Cross, a Bullitt County resident and owner of a small freight-delivery service, said he quit smoking 18 years ago and also credits his diagnosis to "divine intervention," Schneider writes.

He told Schneider that while driving on Interstate 65, he spotted a billboard that urged people to get screened for lung cancer. "The Lord put that right on my windshield," he said.

That happened a year ago, prompting Cross to pay $185 for his screening at Norton Healthcare, where he learned that he had Stage 3 lung cancer. He has since had surgery to remove a lung lobe, plus four rounds of chemotherapy, and is doing well, Schneider reports.

Both survivors spend their time encouraging other longtime smokers and ex-smokers to get screened "while there's a chance to beat the disease," Schneider writes.

Overman's story is an example of why counseling is so important for people who get this lung cancer screening. CT scans are so much more sensitive than traditional chest X-rays, "detecting abnormalities the size of a grain of rice," and can often turn up false positive results, which requires future scans and test, Schneider writes. These scans also reveal other health conditions such as emphysema, coronary-artery disease and chronic obstructive pulmonary disease.

Kentucky leads the nation in lung cancer and deaths from lung cancer, with deaths from the disease nearly 50 percent higher than the national average, according to the Kentucky Cancer Consortium.

Medicare announced in February that it will pay for low-dose CT scans for people at high risk of getting lung cancer. This includes people from 55 to 77 who are either current smokers, have quit smoking within the last 15 years or who have smoked at least a pack a day for 30 years, or the equivalent, two packs a day for 15.

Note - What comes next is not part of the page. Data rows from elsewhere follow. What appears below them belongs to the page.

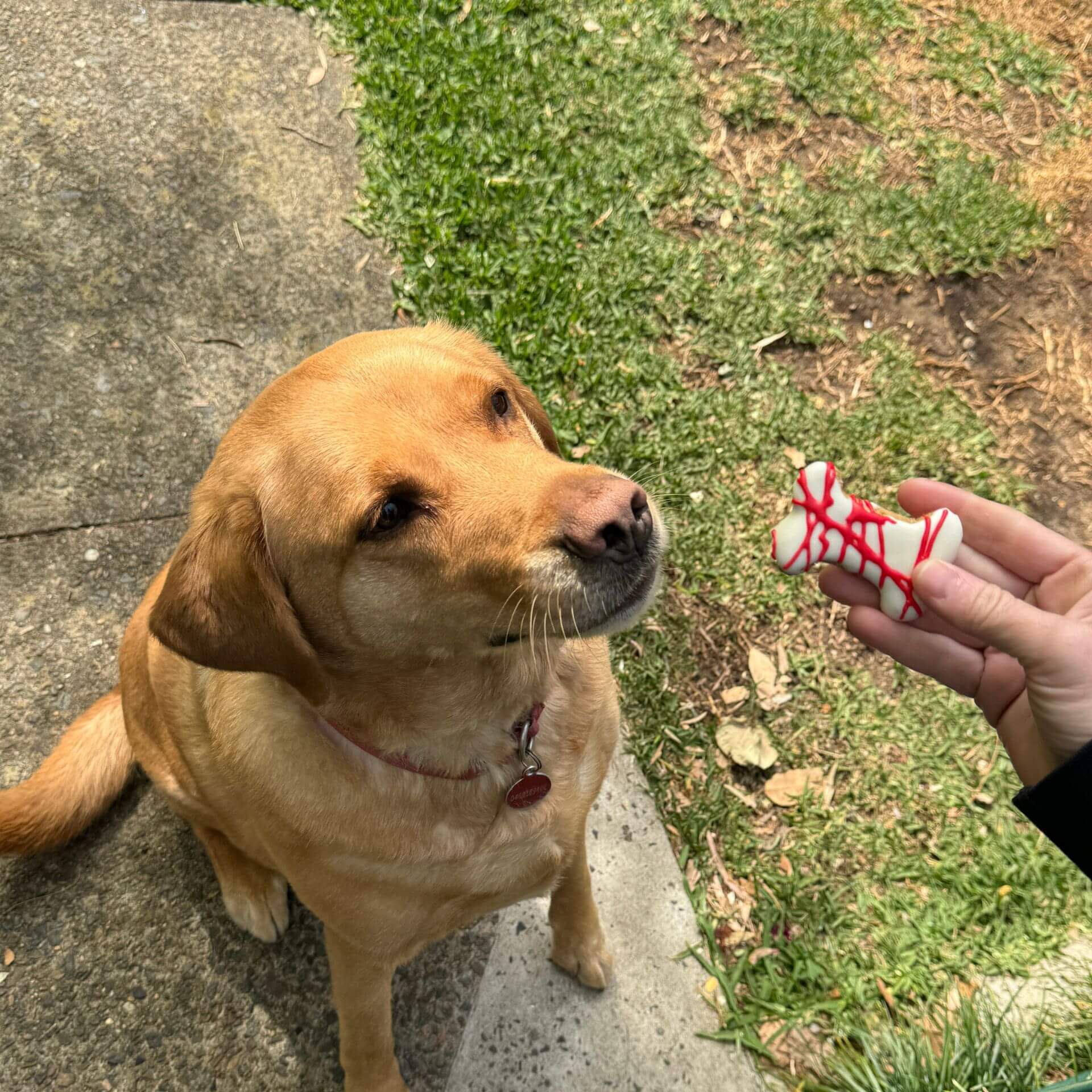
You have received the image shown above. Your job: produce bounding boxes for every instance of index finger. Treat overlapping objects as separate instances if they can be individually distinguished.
[899,478,1083,584]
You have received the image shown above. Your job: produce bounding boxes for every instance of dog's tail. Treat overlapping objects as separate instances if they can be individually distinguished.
[0,687,135,856]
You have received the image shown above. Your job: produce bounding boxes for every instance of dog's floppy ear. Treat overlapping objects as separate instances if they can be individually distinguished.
[512,379,561,456]
[148,497,325,703]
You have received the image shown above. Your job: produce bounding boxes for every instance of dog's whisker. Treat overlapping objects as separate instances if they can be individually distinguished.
[489,581,523,638]
[543,592,553,675]
[502,595,524,660]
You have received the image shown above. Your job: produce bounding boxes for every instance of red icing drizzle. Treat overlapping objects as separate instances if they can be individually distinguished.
[772,463,948,618]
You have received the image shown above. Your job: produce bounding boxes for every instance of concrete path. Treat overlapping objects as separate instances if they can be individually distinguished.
[0,0,757,1092]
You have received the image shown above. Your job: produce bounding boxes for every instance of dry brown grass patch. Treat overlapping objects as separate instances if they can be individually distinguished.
[825,267,1092,544]
[685,15,900,189]
[965,0,1092,80]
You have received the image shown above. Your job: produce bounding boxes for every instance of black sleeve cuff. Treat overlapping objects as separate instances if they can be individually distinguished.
[1012,743,1092,877]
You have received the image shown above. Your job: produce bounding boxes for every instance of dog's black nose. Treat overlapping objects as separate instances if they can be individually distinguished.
[561,475,652,565]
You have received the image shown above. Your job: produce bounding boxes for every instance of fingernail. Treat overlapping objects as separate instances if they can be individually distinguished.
[913,558,960,599]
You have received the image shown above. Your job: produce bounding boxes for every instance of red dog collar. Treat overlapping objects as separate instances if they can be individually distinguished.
[326,702,543,781]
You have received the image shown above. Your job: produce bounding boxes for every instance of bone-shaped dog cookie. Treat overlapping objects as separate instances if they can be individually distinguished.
[772,463,963,621]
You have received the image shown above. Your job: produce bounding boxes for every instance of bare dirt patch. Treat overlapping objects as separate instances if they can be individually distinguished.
[818,246,1092,544]
[685,15,891,189]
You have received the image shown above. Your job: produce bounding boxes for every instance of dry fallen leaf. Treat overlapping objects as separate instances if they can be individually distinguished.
[717,724,777,770]
[945,978,978,1012]
[822,762,838,810]
[747,648,777,687]
[758,1020,834,1076]
[705,876,733,917]
[763,766,824,808]
[721,686,750,706]
[747,648,791,712]
[307,46,330,88]
[747,948,777,966]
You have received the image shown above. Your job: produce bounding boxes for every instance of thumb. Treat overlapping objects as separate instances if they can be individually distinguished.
[913,559,1067,665]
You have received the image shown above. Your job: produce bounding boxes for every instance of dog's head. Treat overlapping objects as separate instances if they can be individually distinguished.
[150,325,666,698]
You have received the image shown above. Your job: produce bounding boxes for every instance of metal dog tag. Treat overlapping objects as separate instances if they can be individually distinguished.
[504,717,553,808]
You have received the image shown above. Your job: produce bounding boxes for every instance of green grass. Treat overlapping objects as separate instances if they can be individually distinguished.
[290,0,1092,1074]
[826,990,1092,1092]
[924,11,1066,108]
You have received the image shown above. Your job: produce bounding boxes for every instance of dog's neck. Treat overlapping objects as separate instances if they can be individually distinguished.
[318,642,574,774]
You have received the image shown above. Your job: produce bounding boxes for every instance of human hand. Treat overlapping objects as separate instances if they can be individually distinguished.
[819,478,1092,785]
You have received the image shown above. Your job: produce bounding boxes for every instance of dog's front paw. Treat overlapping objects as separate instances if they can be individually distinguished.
[221,866,288,944]
[549,929,614,990]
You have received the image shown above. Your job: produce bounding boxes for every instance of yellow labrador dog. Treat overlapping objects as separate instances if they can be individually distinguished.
[0,324,666,1092]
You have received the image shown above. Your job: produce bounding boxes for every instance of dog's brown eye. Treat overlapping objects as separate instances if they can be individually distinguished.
[375,497,410,531]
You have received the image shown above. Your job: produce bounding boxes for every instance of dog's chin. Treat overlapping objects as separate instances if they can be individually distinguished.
[580,565,661,636]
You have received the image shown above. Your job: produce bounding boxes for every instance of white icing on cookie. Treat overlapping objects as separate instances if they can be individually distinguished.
[772,463,963,621]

This is welcomed news because early detection is the key to survival. People diagnosed early who have Stage 1 lung cancer have a 57 percent chance of surviving for five years, Schneider reports.

Schneider noted that last November, Kentucky received a $7 million grant to improve survival rates for lung cancer through a project called Kentucky LEADS (Lung Cancer, Education, Awareness, Detection, Survivorship) Collaborative, which will be led by the University of Kentucky, the University of Louisville and the Lung Cancer Alliance.